C’est pourtant simple car il n’y a pas deux mais trois conclusions :

Seul le patrimoine identitaire, entendu comme marqueur civilisationnel a droit à ses titres de noblesse, christianisme identitaire compris, mué depuis peu (et pour combien de temps ?) en « judéo-christianisme ».

J’ai donc été irritée, non pas parce que la colère des indigènes n’était pas fondée mais au contraire parce qu’elle l’était trop et que rappeler la vérité ne sert à rien tellement la séparation entre l’humanité qui compte et celle qui ne compte pas est abyssale. Bref, un agacement de résignée.

Et voilà qu’en plein génocide, Notre-Dame est rouverte. Pendant qu’on massacre des enfants par dizaines de milliers à Gaza, on ressuscite la pierre à Paris. Toujours blasée, je me dis que tout cela est tout à fait normal, qu’on ne connait pas d’autres mondes que celui-là. Qu’il faut admettre cette LOI.

Aussi, ce qui m’a interpellée dans la séquence, ce n’est pas tant le très périmé et très pathétique « deux poids deux mesures », c’est la profondeur de la séparation, l’immensité de l’abîme. Il va de soi que mesurer l’étendue de cette séparation  n’est utile que pour celles et ceux qui contestent la LOI, et espèrent encore recoudre les morceaux. Les autres, je les comprends.

Commençons par l’essentiel. Les destructions de Bouddhas ou de souks ancestraux se font en territoire barbare. Certes, la machine à provoquer des indignations ou à les taire est toujours en veille, mais comprenons bien qu’il s’agit là du « mémoricide » et donc de l’identité des peuples qui ne comptent pas. L’émotion blanche toute spectaculaire qu’elle soit est de surface. Mais il n’en va pas de même quand ce qui est en jeu c’est le mémoire des Européens, et dans leur mémoire, en particulier ce qui sert de socle au récit national.

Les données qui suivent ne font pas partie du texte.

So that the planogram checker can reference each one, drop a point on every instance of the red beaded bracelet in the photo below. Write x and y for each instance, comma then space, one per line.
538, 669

Notre-Dame a brulé. Il ne s’agissait pas d’un acte terroriste et encore moins d’un bombardement mais d’un accident. Un croyant dirait « c’est la volonté de Dieu » et on passerait à autre chose. Les oeuvres humaines peuvent disparaitre. Ca fait partie de la vie. Ou alors, reconstruisons comme nous le pouvons, pudiquement, modestement, sans éclats. 

Ce n’est pas ce qui s’est passé. 

Notre Dame a bénéficié d’un élan de « générosité » démentiel : 

846 millions d’euros auprès de 340.000 donateurs de 150 pays parmi lesquels de très nombreux Américains mais aussi les plus grosses fortunes de France, les familles Arnault, Bettencourt et Pinault. Il est que la France profite de son statut de puissance mondiale et de son aura internationale, inséparable de son histoire coloniale dont elle a su tirer profit. On sait depuis la cérémonie d’ouverture des JO à quel point elle tient à rester un emblème. Aussi l’offense de feu faite au mythe Notre-Dame devait être vengée et comme on le voit, elle a été vengée.

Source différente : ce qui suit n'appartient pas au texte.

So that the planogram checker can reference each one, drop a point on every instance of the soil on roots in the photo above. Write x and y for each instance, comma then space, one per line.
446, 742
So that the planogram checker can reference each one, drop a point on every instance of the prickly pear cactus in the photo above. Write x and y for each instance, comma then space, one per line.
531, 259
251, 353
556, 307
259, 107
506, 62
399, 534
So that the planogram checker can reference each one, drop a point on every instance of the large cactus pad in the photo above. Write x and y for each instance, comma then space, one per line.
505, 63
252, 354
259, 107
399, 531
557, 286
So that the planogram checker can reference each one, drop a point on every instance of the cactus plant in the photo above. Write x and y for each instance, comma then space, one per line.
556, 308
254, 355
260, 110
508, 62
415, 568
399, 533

Quant à la cérémonie d’ouverture, elle s’est faite en présence d’une cinquantaine de chefs d’Etat parmi lesquels Trump, de 13 présidents européens, de nombreux hommes d’affaire dont le très puissant et redoutable Elon Musk. Une communion de Charlie en somme.

En vérité, on n’a plus le droit de s’émouvoir de la vulgarité de ces gens.

Aussi, ce n’est pas la grossièreté qui m’a émue cette fois mais la finesse.

Bizarrement, c’est par la beauté et l’élégance que je me suis sentie agressée. 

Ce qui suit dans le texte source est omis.